3. Críticas à expansão do Judiciário

Inúmeras críticas têm sido dirigidas a essa expansão do papel do Judiciário. A primeira delas é de natureza política: magistrados não são eleitos e, por essa razão, não deveriam poder sobrepor sua vontade à dos agentes escolhidos pelo povo. A segunda é uma crítica ideológica: o Judiciário seria um espaço conservador, de preservação das elites contra os processos democráticos majoritários. Uma terceira crítica diz respeito à capacidade institucional do Judiciário, que seria preparado para decidir casos específicos, e não para avaliar o efeito sistêmico de decisões que repercutem sobre políticas públicas gerais. E, por fim, a judicialização reduziria a possibilidade de participação da sociedade como um todo, por excluir os que não têm acesso aos tribunais.

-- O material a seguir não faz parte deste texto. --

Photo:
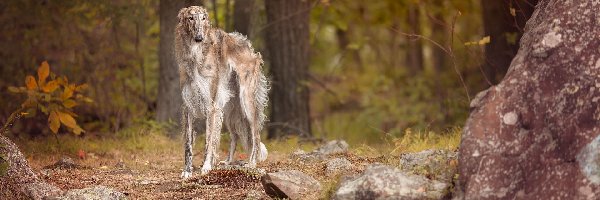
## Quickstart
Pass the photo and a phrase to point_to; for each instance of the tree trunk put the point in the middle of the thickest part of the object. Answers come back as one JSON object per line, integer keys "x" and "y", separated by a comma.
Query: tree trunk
{"x": 535, "y": 134}
{"x": 343, "y": 39}
{"x": 242, "y": 16}
{"x": 439, "y": 34}
{"x": 288, "y": 46}
{"x": 17, "y": 180}
{"x": 169, "y": 94}
{"x": 505, "y": 31}
{"x": 414, "y": 53}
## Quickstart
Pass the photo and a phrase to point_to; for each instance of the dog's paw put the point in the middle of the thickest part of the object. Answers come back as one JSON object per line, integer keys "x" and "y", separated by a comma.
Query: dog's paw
{"x": 185, "y": 175}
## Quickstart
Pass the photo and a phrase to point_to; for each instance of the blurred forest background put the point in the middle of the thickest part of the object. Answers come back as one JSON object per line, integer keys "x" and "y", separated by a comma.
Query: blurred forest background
{"x": 359, "y": 70}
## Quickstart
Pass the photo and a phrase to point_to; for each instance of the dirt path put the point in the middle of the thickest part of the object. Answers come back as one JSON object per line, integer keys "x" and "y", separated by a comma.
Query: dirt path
{"x": 156, "y": 175}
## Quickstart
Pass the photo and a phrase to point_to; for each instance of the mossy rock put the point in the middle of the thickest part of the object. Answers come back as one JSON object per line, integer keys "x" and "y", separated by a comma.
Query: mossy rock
{"x": 3, "y": 165}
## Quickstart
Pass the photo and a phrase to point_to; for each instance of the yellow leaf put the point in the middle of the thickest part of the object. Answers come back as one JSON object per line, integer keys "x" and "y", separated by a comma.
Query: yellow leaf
{"x": 13, "y": 89}
{"x": 68, "y": 93}
{"x": 77, "y": 131}
{"x": 69, "y": 103}
{"x": 485, "y": 40}
{"x": 53, "y": 122}
{"x": 69, "y": 121}
{"x": 30, "y": 83}
{"x": 50, "y": 86}
{"x": 43, "y": 72}
{"x": 81, "y": 87}
{"x": 513, "y": 12}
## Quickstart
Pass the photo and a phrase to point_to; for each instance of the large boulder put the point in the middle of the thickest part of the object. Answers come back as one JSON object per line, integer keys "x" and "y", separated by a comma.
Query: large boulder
{"x": 337, "y": 165}
{"x": 17, "y": 180}
{"x": 333, "y": 147}
{"x": 385, "y": 182}
{"x": 535, "y": 135}
{"x": 291, "y": 184}
{"x": 433, "y": 163}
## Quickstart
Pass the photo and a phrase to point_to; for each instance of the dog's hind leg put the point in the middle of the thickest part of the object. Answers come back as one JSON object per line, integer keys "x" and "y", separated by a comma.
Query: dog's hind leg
{"x": 187, "y": 122}
{"x": 214, "y": 124}
{"x": 232, "y": 144}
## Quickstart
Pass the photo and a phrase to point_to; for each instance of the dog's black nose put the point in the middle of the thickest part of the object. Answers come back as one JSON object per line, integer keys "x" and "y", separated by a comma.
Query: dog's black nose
{"x": 198, "y": 38}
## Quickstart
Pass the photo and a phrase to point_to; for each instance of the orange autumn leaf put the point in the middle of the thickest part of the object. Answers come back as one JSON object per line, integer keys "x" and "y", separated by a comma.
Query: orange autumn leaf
{"x": 43, "y": 72}
{"x": 70, "y": 122}
{"x": 30, "y": 83}
{"x": 50, "y": 86}
{"x": 67, "y": 93}
{"x": 54, "y": 122}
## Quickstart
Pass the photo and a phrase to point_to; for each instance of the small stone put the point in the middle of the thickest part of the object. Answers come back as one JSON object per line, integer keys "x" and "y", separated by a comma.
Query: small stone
{"x": 96, "y": 192}
{"x": 386, "y": 182}
{"x": 510, "y": 118}
{"x": 291, "y": 184}
{"x": 332, "y": 147}
{"x": 64, "y": 163}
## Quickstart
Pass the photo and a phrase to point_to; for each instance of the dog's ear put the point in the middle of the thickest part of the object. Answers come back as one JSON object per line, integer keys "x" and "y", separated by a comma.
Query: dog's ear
{"x": 182, "y": 14}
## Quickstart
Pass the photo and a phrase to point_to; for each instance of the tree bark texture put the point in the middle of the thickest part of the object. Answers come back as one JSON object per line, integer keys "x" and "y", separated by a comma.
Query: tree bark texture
{"x": 288, "y": 46}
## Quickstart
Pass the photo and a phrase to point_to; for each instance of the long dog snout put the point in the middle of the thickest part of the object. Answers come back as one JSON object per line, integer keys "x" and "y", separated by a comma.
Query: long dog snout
{"x": 198, "y": 38}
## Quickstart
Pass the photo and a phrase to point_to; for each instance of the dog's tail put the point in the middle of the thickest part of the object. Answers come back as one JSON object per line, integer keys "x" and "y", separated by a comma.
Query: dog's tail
{"x": 263, "y": 153}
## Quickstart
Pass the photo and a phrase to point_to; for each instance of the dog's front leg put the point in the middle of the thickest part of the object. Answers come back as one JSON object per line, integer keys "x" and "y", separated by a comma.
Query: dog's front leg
{"x": 214, "y": 123}
{"x": 232, "y": 146}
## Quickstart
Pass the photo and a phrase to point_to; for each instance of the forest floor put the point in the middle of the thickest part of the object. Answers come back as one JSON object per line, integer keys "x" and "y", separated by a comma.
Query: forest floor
{"x": 149, "y": 166}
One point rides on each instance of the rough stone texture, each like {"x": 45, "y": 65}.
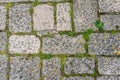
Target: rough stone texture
{"x": 24, "y": 68}
{"x": 3, "y": 13}
{"x": 51, "y": 69}
{"x": 63, "y": 17}
{"x": 24, "y": 44}
{"x": 85, "y": 14}
{"x": 63, "y": 45}
{"x": 3, "y": 67}
{"x": 109, "y": 5}
{"x": 104, "y": 44}
{"x": 108, "y": 78}
{"x": 3, "y": 41}
{"x": 78, "y": 78}
{"x": 111, "y": 22}
{"x": 20, "y": 18}
{"x": 79, "y": 65}
{"x": 43, "y": 17}
{"x": 109, "y": 65}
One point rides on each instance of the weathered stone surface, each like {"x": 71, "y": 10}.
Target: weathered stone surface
{"x": 109, "y": 65}
{"x": 3, "y": 41}
{"x": 24, "y": 68}
{"x": 108, "y": 78}
{"x": 85, "y": 14}
{"x": 3, "y": 13}
{"x": 24, "y": 44}
{"x": 78, "y": 78}
{"x": 20, "y": 18}
{"x": 63, "y": 17}
{"x": 43, "y": 17}
{"x": 63, "y": 45}
{"x": 51, "y": 69}
{"x": 111, "y": 22}
{"x": 3, "y": 67}
{"x": 109, "y": 5}
{"x": 79, "y": 65}
{"x": 104, "y": 44}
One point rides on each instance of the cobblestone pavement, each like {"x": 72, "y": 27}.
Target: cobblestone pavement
{"x": 59, "y": 39}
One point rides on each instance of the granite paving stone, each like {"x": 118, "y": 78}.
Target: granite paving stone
{"x": 26, "y": 44}
{"x": 79, "y": 66}
{"x": 63, "y": 44}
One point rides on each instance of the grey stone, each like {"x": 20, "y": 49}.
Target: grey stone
{"x": 27, "y": 44}
{"x": 43, "y": 17}
{"x": 20, "y": 18}
{"x": 3, "y": 13}
{"x": 109, "y": 65}
{"x": 79, "y": 66}
{"x": 78, "y": 78}
{"x": 109, "y": 5}
{"x": 111, "y": 22}
{"x": 108, "y": 78}
{"x": 3, "y": 41}
{"x": 24, "y": 68}
{"x": 3, "y": 67}
{"x": 63, "y": 17}
{"x": 104, "y": 44}
{"x": 63, "y": 44}
{"x": 85, "y": 14}
{"x": 51, "y": 69}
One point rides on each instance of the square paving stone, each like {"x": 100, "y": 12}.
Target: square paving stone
{"x": 111, "y": 22}
{"x": 109, "y": 65}
{"x": 24, "y": 68}
{"x": 63, "y": 17}
{"x": 85, "y": 14}
{"x": 104, "y": 44}
{"x": 109, "y": 5}
{"x": 43, "y": 17}
{"x": 3, "y": 41}
{"x": 26, "y": 44}
{"x": 3, "y": 67}
{"x": 63, "y": 44}
{"x": 79, "y": 66}
{"x": 3, "y": 13}
{"x": 20, "y": 18}
{"x": 51, "y": 69}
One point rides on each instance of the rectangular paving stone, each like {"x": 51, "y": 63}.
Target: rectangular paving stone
{"x": 3, "y": 67}
{"x": 51, "y": 69}
{"x": 26, "y": 44}
{"x": 109, "y": 5}
{"x": 43, "y": 17}
{"x": 63, "y": 17}
{"x": 104, "y": 44}
{"x": 111, "y": 22}
{"x": 3, "y": 13}
{"x": 20, "y": 18}
{"x": 24, "y": 68}
{"x": 85, "y": 14}
{"x": 109, "y": 65}
{"x": 79, "y": 66}
{"x": 63, "y": 44}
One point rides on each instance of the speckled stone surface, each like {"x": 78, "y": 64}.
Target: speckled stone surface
{"x": 20, "y": 18}
{"x": 27, "y": 44}
{"x": 104, "y": 44}
{"x": 63, "y": 45}
{"x": 51, "y": 69}
{"x": 85, "y": 14}
{"x": 63, "y": 17}
{"x": 3, "y": 13}
{"x": 24, "y": 68}
{"x": 79, "y": 66}
{"x": 109, "y": 65}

Todas essas críticas merecem reflexão, mas podem ser neutralizadas. Em primeiro lugar, uma democracia não é feita apenas da vontade das maiorias, mas também da preservação dos direitos fundamentais de todos. Cabe ao Judiciário defendê-los. Em segundo lugar, é possível sustentar que, na atualidade brasileira, o STF está à esquerda do Congresso Nacional. De fato, quando o Tribunal decidiu regulamentar o aviso prévio proporcional ao tempo de serviço, as classes empresariais acorreram ao Congresso, pedindo urgência na aprovação da lei que tardava. Ninguém duvidava que o STF seria mais protetivo dos trabalhadores que o legislador. Quanto à capacidade institucional, juízes e tribunais devem ser autocontidos e deferentes aos outros Poderes em questões técnicas complexas, como transposição de rios ou demarcação de terras indígenas. Por fim, a judicialização jamais deverá substituir a política, nem pode ser o meio ordinário de se resolverem as grandes questões. Pelo contrário. O Judiciário só deve interferir quando a política falha.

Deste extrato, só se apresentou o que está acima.